In this post I want to compare the investment I made in a Mac application in August 2011 to a hypothetical purchase of Apple stock I could have made with that money instead.
The App Development
In 2011 I switched from a PC to a Mac computer. I was in need of a video to GIF converter, but I was unable to find a good one at a quality price. I pondered launching my own, but hesitated for a few months before deciding to take the plunge.
It launched in August 2011, I was nervous it wouldn’t earn any money but, it made over $1000 the first month it was for sale. As of October 13, 2019, the application has made me $13,500.
The app has never been updated and I rarely get questions asking for support. It has been a hassle free income ever since it launched in 2011. Below you can see the app earnings by year.
I pulled up Apple’s historical stock price from August 15th, 2011. On that day the stock closed at $54.77, that price is adjusted for stock splits.
With $3,700 to spend in August 2011, I could have purchased 68 shares at that price. As I write this post, the stock market is currently closed. Apple’s stock is sitting at a price of $236.41 a share.
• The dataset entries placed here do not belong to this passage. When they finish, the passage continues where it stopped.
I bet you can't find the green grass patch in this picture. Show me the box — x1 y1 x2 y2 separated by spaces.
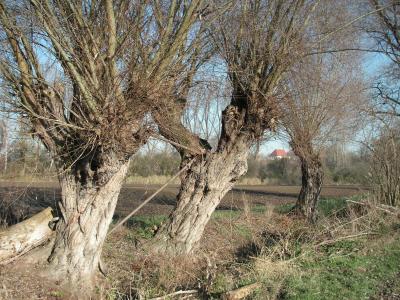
234 224 253 238
208 273 259 298
251 204 267 214
124 215 167 239
210 273 231 294
318 197 348 216
274 197 349 217
280 236 400 299
212 209 240 219
48 290 64 298
274 203 295 214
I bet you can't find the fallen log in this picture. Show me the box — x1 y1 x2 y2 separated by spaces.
0 207 55 265
222 283 262 300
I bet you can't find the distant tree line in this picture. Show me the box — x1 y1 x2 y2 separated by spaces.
0 133 371 187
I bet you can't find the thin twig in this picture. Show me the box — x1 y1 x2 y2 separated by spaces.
149 289 198 300
346 199 398 215
152 133 206 155
315 232 378 247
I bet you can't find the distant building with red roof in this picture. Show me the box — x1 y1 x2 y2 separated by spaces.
269 149 288 159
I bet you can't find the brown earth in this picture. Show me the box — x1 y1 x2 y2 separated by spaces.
0 181 368 224
0 183 376 299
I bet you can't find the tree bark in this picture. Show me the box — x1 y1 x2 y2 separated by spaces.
47 155 129 294
0 207 54 264
153 140 249 255
295 153 324 223
151 94 272 255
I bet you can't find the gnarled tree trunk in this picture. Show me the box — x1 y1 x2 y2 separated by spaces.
47 154 129 293
153 140 249 255
151 90 274 255
294 150 323 223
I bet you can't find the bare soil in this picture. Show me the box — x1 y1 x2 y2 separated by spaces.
0 181 367 223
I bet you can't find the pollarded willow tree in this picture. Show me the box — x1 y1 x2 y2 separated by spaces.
280 54 364 223
151 0 319 255
275 0 366 222
0 0 208 294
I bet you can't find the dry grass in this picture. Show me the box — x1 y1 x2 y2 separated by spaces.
0 194 398 299
105 197 386 299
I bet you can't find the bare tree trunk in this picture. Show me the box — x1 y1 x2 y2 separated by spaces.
47 156 129 294
153 142 249 255
295 154 323 223
151 98 268 255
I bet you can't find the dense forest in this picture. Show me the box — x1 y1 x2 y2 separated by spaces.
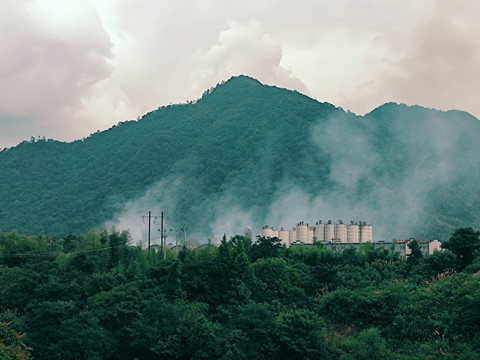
1 227 479 359
1 76 480 241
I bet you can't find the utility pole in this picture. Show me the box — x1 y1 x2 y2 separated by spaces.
181 225 188 250
175 230 179 256
163 228 167 260
143 211 152 253
157 212 171 260
160 211 164 256
142 211 159 254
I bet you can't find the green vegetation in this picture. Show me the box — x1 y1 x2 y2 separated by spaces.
1 227 479 359
1 76 480 240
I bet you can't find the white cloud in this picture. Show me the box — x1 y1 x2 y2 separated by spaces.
190 19 308 96
376 0 480 116
0 0 112 146
1 0 479 149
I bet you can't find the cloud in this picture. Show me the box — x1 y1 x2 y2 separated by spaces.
190 19 308 96
104 176 184 245
0 0 113 147
210 204 255 242
385 3 480 114
2 0 479 150
358 0 480 116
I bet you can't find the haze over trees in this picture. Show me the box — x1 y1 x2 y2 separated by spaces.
0 228 479 359
0 76 480 241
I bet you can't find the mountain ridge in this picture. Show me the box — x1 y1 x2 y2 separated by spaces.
0 75 479 241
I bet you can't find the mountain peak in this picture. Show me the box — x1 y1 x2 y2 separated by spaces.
201 75 264 98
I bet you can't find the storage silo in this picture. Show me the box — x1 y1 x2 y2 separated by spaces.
307 226 314 244
359 221 373 242
261 226 273 238
271 229 279 238
347 221 359 243
325 220 335 243
335 220 347 243
315 221 325 243
278 227 290 247
296 221 308 243
289 229 297 244
368 224 373 242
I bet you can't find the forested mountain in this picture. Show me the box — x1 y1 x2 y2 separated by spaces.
1 75 479 241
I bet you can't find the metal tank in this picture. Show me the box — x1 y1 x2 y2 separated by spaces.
335 220 347 243
325 220 335 243
296 221 308 243
315 221 325 243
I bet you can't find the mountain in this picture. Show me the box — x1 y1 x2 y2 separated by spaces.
0 75 479 242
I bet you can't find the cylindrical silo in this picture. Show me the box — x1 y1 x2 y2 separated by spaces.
307 226 314 244
359 221 373 243
271 229 279 238
289 229 297 244
261 226 273 238
347 221 359 243
335 220 347 243
315 221 325 243
296 222 308 243
325 220 335 243
278 227 289 247
362 223 373 242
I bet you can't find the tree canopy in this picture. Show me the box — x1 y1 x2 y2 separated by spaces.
442 227 480 270
0 227 479 359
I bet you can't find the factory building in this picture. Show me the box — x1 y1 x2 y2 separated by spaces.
261 220 373 247
260 222 442 257
324 239 442 257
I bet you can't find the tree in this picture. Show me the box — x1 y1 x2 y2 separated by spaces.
0 316 32 360
24 300 114 360
442 228 480 270
108 229 131 269
250 236 282 262
407 239 423 269
130 298 221 359
341 328 389 360
227 302 278 359
251 258 296 302
275 309 329 359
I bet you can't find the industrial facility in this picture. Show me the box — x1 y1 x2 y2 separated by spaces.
261 220 373 247
260 220 442 256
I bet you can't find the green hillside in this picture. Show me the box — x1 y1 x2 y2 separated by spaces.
0 75 479 240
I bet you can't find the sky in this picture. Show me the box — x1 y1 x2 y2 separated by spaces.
1 0 479 149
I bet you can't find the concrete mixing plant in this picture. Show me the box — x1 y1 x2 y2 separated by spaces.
261 220 373 248
260 220 442 257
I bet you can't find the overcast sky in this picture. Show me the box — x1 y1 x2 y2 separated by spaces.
1 0 479 149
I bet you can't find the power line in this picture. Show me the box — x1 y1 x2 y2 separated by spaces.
0 243 129 259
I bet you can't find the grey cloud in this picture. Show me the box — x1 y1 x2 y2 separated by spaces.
0 113 46 149
190 20 309 97
0 1 113 147
373 1 480 117
2 0 480 150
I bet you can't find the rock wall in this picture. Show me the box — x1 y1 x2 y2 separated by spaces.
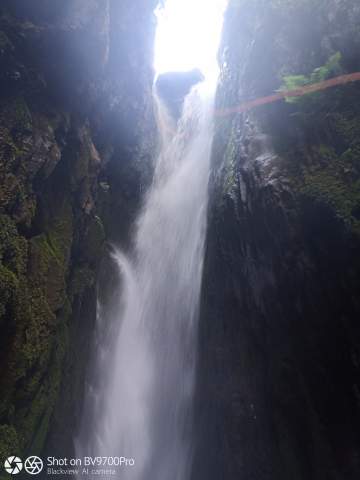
0 0 157 463
194 1 360 479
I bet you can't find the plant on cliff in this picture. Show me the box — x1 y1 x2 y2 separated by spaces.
280 108 360 235
279 52 343 103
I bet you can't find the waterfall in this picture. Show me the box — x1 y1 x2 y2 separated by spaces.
76 81 216 480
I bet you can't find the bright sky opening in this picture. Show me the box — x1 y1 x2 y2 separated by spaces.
154 0 228 79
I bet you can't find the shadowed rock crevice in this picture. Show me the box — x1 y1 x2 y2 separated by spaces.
155 68 204 118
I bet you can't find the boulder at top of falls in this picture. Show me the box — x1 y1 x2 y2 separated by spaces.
155 68 205 119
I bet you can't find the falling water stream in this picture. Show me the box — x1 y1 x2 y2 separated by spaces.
75 80 217 480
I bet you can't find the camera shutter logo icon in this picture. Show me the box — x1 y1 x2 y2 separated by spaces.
24 456 43 475
4 456 23 475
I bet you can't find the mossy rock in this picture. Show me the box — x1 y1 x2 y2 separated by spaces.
45 198 74 266
284 136 360 234
19 320 68 456
0 425 20 466
9 287 54 383
0 280 72 455
0 98 34 221
12 98 32 133
0 265 18 326
0 97 32 137
0 215 27 276
297 156 360 233
0 191 77 455
28 234 66 312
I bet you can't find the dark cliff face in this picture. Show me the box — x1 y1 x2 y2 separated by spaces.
0 0 157 462
194 1 360 479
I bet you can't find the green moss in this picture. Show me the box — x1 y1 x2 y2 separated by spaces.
29 234 66 311
12 98 32 133
279 52 342 104
0 126 19 163
9 288 54 382
16 359 56 453
2 274 73 455
2 281 69 453
0 220 27 420
0 97 32 139
0 265 18 324
0 215 28 276
0 42 103 456
46 200 73 266
0 27 106 455
0 98 33 217
287 142 360 234
22 320 69 455
0 207 73 454
330 113 360 147
0 425 20 465
0 197 75 451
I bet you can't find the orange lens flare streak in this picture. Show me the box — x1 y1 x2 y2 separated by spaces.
215 72 360 117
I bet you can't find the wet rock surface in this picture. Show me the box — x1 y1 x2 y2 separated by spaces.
193 1 360 479
0 0 157 462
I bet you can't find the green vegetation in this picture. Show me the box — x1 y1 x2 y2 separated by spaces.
279 52 342 103
265 15 360 235
0 215 27 276
0 2 107 466
0 425 19 464
13 98 33 133
0 206 73 459
0 97 34 225
293 144 360 233
279 108 360 235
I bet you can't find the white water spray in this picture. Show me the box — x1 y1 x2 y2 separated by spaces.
76 81 216 479
75 0 228 472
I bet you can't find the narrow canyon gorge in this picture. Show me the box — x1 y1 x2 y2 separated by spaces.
0 1 360 479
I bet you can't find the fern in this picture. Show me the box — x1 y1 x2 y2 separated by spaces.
279 52 342 103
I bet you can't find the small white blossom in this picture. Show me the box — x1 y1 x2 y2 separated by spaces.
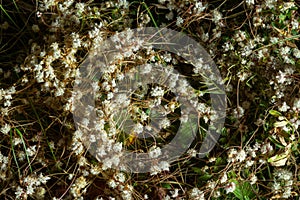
159 118 170 129
236 149 247 162
0 123 11 135
279 102 290 112
149 146 161 158
246 0 255 6
159 161 170 171
224 182 236 193
212 10 222 24
293 98 300 111
188 149 197 157
176 16 184 26
233 106 244 119
170 189 179 198
133 123 144 134
151 86 164 97
245 160 255 168
220 173 228 183
189 188 205 200
261 142 273 154
250 175 257 185
108 179 118 189
227 148 238 163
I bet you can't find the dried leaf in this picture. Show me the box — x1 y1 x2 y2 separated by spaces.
268 144 291 166
274 121 288 127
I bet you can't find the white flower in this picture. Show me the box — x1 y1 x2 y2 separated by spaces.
151 86 164 97
108 179 118 189
279 102 290 112
121 189 132 200
133 123 143 134
246 0 255 6
163 53 172 63
272 181 281 192
280 46 290 55
114 172 126 183
13 137 22 146
261 142 273 154
170 188 179 198
281 2 295 11
55 87 64 97
237 71 250 81
150 164 161 175
188 149 197 157
293 98 300 111
15 186 26 199
176 16 184 26
220 173 228 183
90 165 101 175
236 149 247 162
245 160 255 168
38 173 51 184
159 161 170 171
293 48 300 58
197 103 207 113
0 153 8 171
102 156 120 170
250 175 257 185
107 92 114 100
212 10 222 24
4 100 11 107
142 63 152 74
113 142 122 153
189 188 205 200
227 148 238 162
159 118 170 129
114 93 130 107
0 123 11 135
26 145 37 157
224 182 236 193
207 180 217 189
265 0 276 9
78 156 87 166
233 106 244 119
149 146 161 158
75 2 85 14
276 71 287 83
89 134 96 143
72 140 84 155
274 169 292 181
194 2 206 13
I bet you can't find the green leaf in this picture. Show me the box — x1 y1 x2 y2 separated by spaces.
215 157 225 165
192 167 202 174
161 183 171 189
279 13 286 23
268 110 282 117
198 173 213 181
232 181 255 200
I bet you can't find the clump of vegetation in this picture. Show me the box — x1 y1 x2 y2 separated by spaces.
0 0 299 199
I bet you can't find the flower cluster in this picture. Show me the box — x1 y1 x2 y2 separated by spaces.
1 0 299 199
15 173 50 199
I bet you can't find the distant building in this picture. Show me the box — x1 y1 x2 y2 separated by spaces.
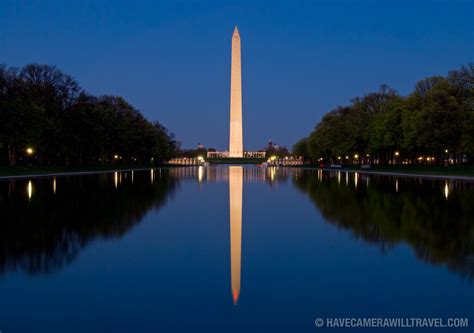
264 140 288 155
264 140 279 151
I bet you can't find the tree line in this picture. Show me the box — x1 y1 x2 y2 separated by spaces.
293 64 474 165
0 64 178 166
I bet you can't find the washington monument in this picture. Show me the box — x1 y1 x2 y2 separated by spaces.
229 26 243 157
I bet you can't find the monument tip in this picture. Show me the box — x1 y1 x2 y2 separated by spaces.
233 26 240 36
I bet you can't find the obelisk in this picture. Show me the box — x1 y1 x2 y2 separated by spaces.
229 26 243 157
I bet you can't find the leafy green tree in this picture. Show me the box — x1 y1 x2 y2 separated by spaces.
420 79 460 153
369 97 404 163
296 65 473 166
292 137 310 160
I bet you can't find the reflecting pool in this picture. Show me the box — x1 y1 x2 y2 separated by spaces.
0 166 473 332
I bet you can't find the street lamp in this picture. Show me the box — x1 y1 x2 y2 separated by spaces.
26 147 34 155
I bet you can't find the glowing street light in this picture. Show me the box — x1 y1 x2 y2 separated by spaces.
444 149 448 153
394 151 400 157
354 154 359 159
26 147 34 155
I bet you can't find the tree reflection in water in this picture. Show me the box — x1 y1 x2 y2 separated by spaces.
0 169 178 275
293 170 474 281
2 166 473 284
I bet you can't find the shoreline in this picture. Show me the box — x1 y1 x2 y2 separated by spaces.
1 165 474 182
0 167 155 180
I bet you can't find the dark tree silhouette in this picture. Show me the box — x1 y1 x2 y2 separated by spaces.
294 64 474 165
0 63 178 166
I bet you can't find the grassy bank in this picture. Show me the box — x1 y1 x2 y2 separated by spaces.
0 165 154 177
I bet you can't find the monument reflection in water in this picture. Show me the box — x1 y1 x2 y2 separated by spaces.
229 166 243 305
1 166 473 332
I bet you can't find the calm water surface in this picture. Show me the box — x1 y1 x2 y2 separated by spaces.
0 166 473 332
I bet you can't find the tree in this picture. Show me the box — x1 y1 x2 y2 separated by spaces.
295 65 474 165
369 97 404 163
292 137 310 160
0 63 178 167
0 66 46 165
402 77 464 163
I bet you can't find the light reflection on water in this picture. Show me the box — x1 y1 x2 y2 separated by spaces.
229 166 243 305
27 180 33 200
1 166 473 332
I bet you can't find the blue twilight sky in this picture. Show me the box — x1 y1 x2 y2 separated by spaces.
1 0 473 150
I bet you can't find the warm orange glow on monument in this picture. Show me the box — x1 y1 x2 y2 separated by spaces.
229 27 243 157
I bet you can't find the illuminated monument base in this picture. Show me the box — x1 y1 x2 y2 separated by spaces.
207 151 266 159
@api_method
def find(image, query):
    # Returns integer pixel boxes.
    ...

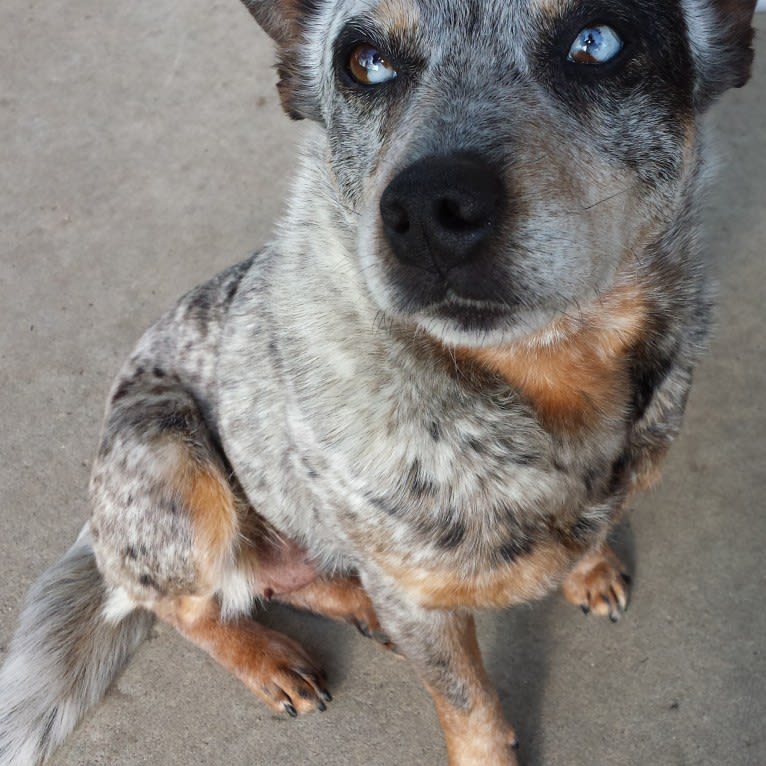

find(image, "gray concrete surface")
[1,3,764,765]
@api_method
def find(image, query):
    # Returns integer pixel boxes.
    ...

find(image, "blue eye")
[348,45,398,86]
[568,25,623,65]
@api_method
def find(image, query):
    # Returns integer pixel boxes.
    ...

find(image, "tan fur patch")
[154,593,216,628]
[628,449,668,495]
[377,543,572,610]
[532,0,566,13]
[457,282,648,432]
[432,694,519,766]
[376,0,421,34]
[160,449,239,580]
[242,0,309,48]
[278,576,379,625]
[185,468,238,558]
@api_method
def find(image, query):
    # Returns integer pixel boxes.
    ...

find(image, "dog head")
[244,0,756,347]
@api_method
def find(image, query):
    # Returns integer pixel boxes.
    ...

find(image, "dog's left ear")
[690,0,757,108]
[241,0,323,122]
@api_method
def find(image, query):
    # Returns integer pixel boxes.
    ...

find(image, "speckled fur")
[0,1,757,764]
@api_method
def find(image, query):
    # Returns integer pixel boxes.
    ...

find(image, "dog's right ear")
[241,0,323,122]
[689,0,757,108]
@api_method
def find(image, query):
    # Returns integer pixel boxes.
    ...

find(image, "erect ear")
[687,0,757,108]
[241,0,323,122]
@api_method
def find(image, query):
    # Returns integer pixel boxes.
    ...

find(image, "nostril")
[389,204,410,235]
[381,197,411,235]
[435,196,488,232]
[433,196,494,232]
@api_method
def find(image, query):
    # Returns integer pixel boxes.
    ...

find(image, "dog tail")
[0,525,154,766]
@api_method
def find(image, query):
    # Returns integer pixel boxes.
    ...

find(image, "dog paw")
[346,597,401,655]
[351,615,401,654]
[277,576,400,652]
[561,544,631,622]
[446,720,520,766]
[246,629,332,716]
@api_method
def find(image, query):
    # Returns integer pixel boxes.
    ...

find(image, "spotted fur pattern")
[0,1,756,764]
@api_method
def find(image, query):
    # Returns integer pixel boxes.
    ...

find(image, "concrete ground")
[1,3,764,765]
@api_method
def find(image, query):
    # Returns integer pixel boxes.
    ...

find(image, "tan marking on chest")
[377,543,574,610]
[458,283,648,432]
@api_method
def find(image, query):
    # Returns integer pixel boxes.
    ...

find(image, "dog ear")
[688,0,757,107]
[241,0,323,122]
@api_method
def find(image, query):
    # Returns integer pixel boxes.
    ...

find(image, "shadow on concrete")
[486,520,636,765]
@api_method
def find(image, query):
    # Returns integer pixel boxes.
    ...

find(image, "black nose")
[380,154,505,272]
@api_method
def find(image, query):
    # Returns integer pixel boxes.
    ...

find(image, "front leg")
[424,612,519,766]
[364,572,518,766]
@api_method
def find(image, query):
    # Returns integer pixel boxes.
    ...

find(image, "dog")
[0,1,757,764]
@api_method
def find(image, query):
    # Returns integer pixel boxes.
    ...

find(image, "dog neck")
[453,280,649,434]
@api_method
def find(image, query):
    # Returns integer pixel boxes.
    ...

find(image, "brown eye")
[348,45,398,85]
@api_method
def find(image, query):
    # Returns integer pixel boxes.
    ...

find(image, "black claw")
[581,605,591,615]
[511,739,520,751]
[621,573,632,585]
[354,620,373,639]
[317,700,327,713]
[610,613,620,623]
[320,689,333,703]
[294,666,312,677]
[284,703,298,718]
[384,641,403,656]
[296,666,324,684]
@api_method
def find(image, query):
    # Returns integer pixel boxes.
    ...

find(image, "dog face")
[244,0,756,347]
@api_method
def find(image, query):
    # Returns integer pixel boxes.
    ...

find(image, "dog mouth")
[413,289,523,332]
[365,237,542,340]
[432,303,509,333]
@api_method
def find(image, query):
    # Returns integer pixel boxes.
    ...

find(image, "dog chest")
[217,261,630,589]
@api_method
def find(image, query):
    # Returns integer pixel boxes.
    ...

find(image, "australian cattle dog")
[0,1,757,764]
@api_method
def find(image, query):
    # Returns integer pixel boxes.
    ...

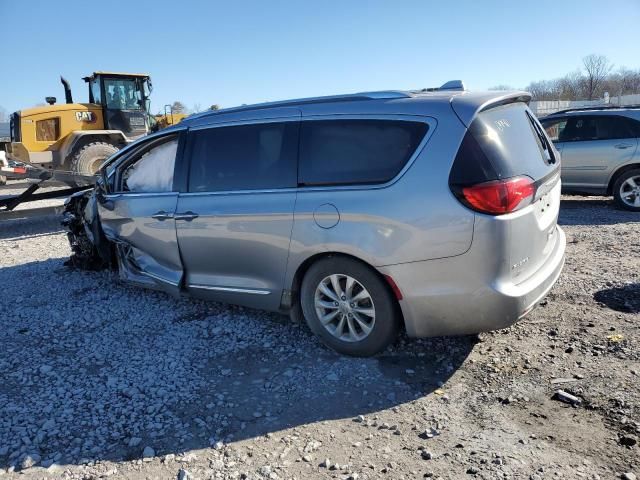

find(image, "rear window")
[299,119,428,186]
[450,103,558,187]
[187,122,298,192]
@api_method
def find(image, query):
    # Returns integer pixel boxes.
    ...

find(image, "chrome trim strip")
[105,192,178,199]
[141,270,180,286]
[189,284,271,295]
[561,166,607,171]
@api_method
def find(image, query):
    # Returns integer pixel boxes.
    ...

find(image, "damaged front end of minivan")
[62,188,114,271]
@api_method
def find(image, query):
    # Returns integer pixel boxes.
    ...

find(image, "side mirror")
[45,96,57,105]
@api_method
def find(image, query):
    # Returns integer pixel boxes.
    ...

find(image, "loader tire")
[70,142,119,176]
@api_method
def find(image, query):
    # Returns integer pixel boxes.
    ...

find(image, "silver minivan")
[540,107,640,210]
[65,85,566,356]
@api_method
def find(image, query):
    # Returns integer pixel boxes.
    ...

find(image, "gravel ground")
[0,195,638,480]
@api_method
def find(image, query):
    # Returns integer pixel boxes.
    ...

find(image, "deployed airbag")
[125,140,178,192]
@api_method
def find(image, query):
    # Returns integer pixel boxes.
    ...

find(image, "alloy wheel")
[314,274,376,342]
[619,175,640,208]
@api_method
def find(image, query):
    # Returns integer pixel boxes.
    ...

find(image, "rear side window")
[561,116,636,142]
[629,117,640,137]
[187,122,298,192]
[450,102,558,188]
[299,119,428,186]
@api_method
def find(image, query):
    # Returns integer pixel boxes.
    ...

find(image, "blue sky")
[1,0,638,115]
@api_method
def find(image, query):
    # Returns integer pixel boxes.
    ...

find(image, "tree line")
[523,54,640,101]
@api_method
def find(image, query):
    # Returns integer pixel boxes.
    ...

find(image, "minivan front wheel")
[613,168,640,211]
[300,257,400,356]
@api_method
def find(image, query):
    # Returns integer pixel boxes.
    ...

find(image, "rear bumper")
[380,225,566,337]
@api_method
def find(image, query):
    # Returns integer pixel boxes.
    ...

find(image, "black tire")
[300,257,400,356]
[70,142,120,176]
[613,168,640,211]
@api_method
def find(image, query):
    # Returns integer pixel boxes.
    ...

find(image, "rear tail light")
[459,176,535,215]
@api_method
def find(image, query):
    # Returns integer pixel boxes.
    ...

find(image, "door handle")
[174,211,199,221]
[615,143,633,149]
[151,211,174,221]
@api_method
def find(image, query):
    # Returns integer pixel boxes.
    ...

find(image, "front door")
[176,117,300,310]
[98,133,183,295]
[554,115,638,190]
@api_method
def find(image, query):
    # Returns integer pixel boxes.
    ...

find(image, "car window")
[541,118,568,142]
[187,122,298,192]
[298,119,428,186]
[122,137,178,192]
[561,115,635,142]
[628,117,640,137]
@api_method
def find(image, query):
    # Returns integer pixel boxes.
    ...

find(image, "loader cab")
[84,72,152,140]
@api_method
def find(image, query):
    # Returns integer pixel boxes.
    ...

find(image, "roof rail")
[184,91,414,121]
[355,90,413,99]
[549,104,640,115]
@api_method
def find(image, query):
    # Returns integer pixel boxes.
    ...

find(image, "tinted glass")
[187,122,298,192]
[299,120,428,186]
[562,116,635,142]
[451,103,558,187]
[541,118,568,142]
[628,117,640,137]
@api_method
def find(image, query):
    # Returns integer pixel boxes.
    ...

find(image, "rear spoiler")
[450,91,532,127]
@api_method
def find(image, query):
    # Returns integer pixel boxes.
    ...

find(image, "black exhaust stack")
[60,76,73,104]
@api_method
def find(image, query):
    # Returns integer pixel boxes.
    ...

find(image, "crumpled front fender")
[62,189,113,270]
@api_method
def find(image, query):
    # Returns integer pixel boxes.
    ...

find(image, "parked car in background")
[540,106,640,211]
[64,85,566,356]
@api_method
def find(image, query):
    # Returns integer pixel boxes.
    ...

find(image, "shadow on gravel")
[559,196,639,226]
[0,259,476,471]
[593,283,640,313]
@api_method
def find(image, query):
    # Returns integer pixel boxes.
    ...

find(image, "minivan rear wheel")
[613,168,640,211]
[300,257,400,356]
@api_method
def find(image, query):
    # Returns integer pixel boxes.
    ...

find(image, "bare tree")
[488,85,514,91]
[191,103,202,113]
[582,54,613,100]
[608,67,640,96]
[526,79,561,100]
[557,70,584,100]
[171,101,187,114]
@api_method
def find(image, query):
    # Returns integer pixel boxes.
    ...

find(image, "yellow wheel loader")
[6,72,173,178]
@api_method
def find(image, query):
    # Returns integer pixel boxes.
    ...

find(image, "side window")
[562,116,635,142]
[570,117,598,141]
[299,119,428,186]
[187,122,298,192]
[593,116,635,140]
[90,78,102,104]
[541,118,568,142]
[628,117,640,137]
[121,136,179,193]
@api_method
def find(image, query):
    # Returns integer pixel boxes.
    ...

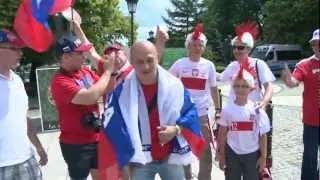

Multiply that number times 68 and those shares would be worth $16,075.88 today. Obviously investing in Apple stock would have been a better investment as it is $2,575.88 higher than the money I made selling my Mac application.
It gets worse. Apple started paying a dividend to investors on August 16th, 2012. I found articles stating the first dividend was $2.65, however this is not adjusted for splits.
Since Apple had a 7-for-1 stock split on June 9, 2014, I would adjust the dividend per share to .38 cents a share for the first three quarters. It went up to .44 cents a share for the next four quarters and it was .47 cents for one quarter before the 7-for-1 stock split.
From the starting dividend price of .38 cents to the current dividend price of .77 cents, I could have made another $1,096.16 from dividends on top of the $16,075.88 I mentioned earlier for a total of $17,172.04. By choosing the Apple app over the Apple stock I cost myself $3,671.96.
Below you can see what I would have made each year from dividends.
The Smart Move
Another thing I could have done is took the earnings from the app and purchased Apple stock with it. The app made $2,740 the first 5 months it was for sale. In 2012 it made another $3,820.
I could have had the best of both worlds and made $30K over the past 8 years by using my first 17 months of earnings to purchase shares of Apple stock.
Obviously I am oversimplifying things as the stock shot up to the $90 range in the fall of 2012. I wouldn’t have been able to purchase all my shares for $54.77 a share, but I still could have purchased at minimum 3 shares a month for 17 months.
Cash Flow Factor
Numbers show the Apple stock as the clear winner, but there is another factor. What I did with the money has to be evaluated. The Mac app was providing me with a decent amount of cash I could use every month. The stock wouldn’t have been providing much cash flow.
If I used the Mac app income to invent something or launch a business that made 6 or 7 figures it would be the overall winner. Unfortunately, I likely spent it on living expenses or business ventures that did not work out so I can’t declare it the winner.
Alternative Investments vs. Stocks
I have owned stocks and I have spent money on my own business ideas. The thing with alternative investments is your money is not tied up like it is with stocks, so you can actually use your profits pursue other opportunities.
Even if a stock pays dividends it won’t be significant unless you have thousands of shares. That $115.60 to $191.76 a year I could have made from Apple dividends breaks down to $9.63 to $15.98 a month. Not much you can do with that.
The section about using my app income to purchase stock is probably the perfect route to pursue. Launch a product or service and commit to investing a certain amount or percentage of those earnings in a stock you are interested in.
That way you can have the income from an alternative investment and the capital gains from a traditional investment all in one.